Je ne sais pas, je ne sais plus. Je me souviens d'avoir avalé plein de médicaments. J'ai eu envie de vomir. J'ai tenu bon. Puis j'ai eu sommeil. Je me suis couché. Couché pour ne plus jamais me relever. Couché pour ne plus jamais rêver. Etrange, c'est donc ça la mort ? Je regarde derrière moi mon corps. Cette couverture qui m'a abritée pendant 19 ans. Elle a l'air si fragile vu de l'extérieur. Un regard sur l’horloge m’apprend qu’il n’est qu’une heure du matin. Il y avait tellement de voix dans ma tête, j'ai essayé de les supporter mais au final, je me suis résolu à les faire taire. Je sais ce n'est pas la méthode la plus courageuse mais au moins je ne les entendrai plus jamais. Je n'aurais plus à réfléchir à comment utiliser mon argent pour durer la semaine ni comment écrire tel ou tel ligne de code pour obtenir tel résultat. L'IA va remplacer les devs ? Qu'à cela ne tienne, je ne suis plus de ce monde. Je n'aurais pas à m'en soucier. Ni de l'inflation, ni du réchauffement climatique, plus rien du tout. Je suis libre. Enfin, je l’espère.
03 h 30’
Maman vient de rentrer dans ma chambre. C'est son petit rituel nocturne. Elle veut s'assurer que je vais bien, que mes frères vont bien et peut-être, elle priera pour moi comme à son habitude. Elle jette un regard sur moi. J'ai l'air endormi. Elle sort, j'espère qu'elle ne se rendra pas encore compte. Je ne veux pas lui faire de la peine. Pas maintenant. Il fait nuit. Mais son instinct maternel hurle. Elle sait que quelque chose ne va pas. Elle revient. Elle pose sa main sur moi. Je suis déjà froid. Elle m'appelle. Elle tente de me réveiller. La peur gagne son visage. Son cerveau comprend déjà ce que son cœur de mère refuse d'admettre. Elle crie. Mes frères se réveillent. Mon père aussi. De toute façon, il ne dort quasiment jamais. Ils se précipitent tous dans ma chambre. Je les observe avec tristesse. Mon père renvoie mes frères. Ils paniquent. Qu'est-il arrivé à leur grand frère ? Ils finissent par quitter la chambre. Papa pose sa main sur moi et essaie de me réanimer. Mon corps ne réagit pas. J'ai beau crier: "Maman, Papa, je suis là. Je vous entends." Mais eux ne m'entendent pas. Désormais, ils ne m'entendront plus jamais.
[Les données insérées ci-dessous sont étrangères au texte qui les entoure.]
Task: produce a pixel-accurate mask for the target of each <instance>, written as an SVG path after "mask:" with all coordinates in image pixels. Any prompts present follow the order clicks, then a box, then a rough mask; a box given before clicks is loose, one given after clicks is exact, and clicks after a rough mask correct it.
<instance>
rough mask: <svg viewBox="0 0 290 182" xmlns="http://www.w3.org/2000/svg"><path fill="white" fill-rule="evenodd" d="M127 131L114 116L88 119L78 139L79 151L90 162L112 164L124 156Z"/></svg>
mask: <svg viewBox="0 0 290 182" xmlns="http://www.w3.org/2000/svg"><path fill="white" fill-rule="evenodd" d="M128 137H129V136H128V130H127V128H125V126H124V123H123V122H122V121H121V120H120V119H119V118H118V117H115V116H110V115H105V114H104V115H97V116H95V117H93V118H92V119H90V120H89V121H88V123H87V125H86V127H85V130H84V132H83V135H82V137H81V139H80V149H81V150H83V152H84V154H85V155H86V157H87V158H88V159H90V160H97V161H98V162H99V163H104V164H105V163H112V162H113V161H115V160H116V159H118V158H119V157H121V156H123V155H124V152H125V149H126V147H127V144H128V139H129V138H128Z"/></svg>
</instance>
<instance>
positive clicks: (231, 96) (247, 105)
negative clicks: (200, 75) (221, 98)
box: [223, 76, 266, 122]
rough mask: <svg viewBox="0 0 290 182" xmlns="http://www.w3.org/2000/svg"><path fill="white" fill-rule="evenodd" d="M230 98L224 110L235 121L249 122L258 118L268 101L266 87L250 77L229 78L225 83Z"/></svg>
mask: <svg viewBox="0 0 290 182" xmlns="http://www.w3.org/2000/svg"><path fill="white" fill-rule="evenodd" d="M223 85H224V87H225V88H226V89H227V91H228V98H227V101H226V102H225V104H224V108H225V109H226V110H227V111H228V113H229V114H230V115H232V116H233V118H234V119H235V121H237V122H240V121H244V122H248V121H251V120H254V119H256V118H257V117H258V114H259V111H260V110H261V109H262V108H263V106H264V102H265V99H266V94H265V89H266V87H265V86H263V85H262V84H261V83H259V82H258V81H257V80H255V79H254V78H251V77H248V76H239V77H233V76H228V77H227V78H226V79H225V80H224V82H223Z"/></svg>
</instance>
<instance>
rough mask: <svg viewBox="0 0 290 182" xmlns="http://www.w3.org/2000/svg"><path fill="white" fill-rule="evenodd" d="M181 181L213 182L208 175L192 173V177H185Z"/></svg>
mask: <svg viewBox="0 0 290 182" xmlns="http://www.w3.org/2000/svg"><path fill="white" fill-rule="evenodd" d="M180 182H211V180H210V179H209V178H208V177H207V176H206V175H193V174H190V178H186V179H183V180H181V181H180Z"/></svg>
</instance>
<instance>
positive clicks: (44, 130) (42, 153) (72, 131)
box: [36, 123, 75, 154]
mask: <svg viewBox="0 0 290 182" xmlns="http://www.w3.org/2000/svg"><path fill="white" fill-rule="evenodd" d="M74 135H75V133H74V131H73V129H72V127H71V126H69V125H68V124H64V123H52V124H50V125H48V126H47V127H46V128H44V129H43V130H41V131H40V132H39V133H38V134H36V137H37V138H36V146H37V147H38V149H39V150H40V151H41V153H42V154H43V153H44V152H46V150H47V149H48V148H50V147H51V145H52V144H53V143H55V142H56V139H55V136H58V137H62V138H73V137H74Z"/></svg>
Maman fond en larmes. Je ne l'ai jamais vu autant pleurer. Même pas pour la mort de grand-mère, ni pour celle de sa sœur. Elle pleure son fils. Son aîné. Le regard de Papa est dur. Mais je connais mon père. Je sais qu'au fond, il pleure. La voisine, la quasi-jumelle de maman monte. Elle me voit. Elle prend ma mère dans ses bras. Elle appelle son mari. Il appelle une ambulance. Mais c'est déjà trop tard. Je n'ai jamais voulu les mettre dans cet état. Voir mes frères pleurer m'émeut. Oui, ils ont fini par savoir. De toute façon, ce n'était qu'une question de temps. On ne s'est pas toujours entendu. On s'est même battu. Mais je n'ai jamais voulu les rendre tristes. Ni les parents ni eux. J'essaie d'essuyer leurs larmes. Mon bras les traverse. Je me rends compte que quelque part, j'ai été un peu égoïste. Mais j'en avais assez de toutes ses voix.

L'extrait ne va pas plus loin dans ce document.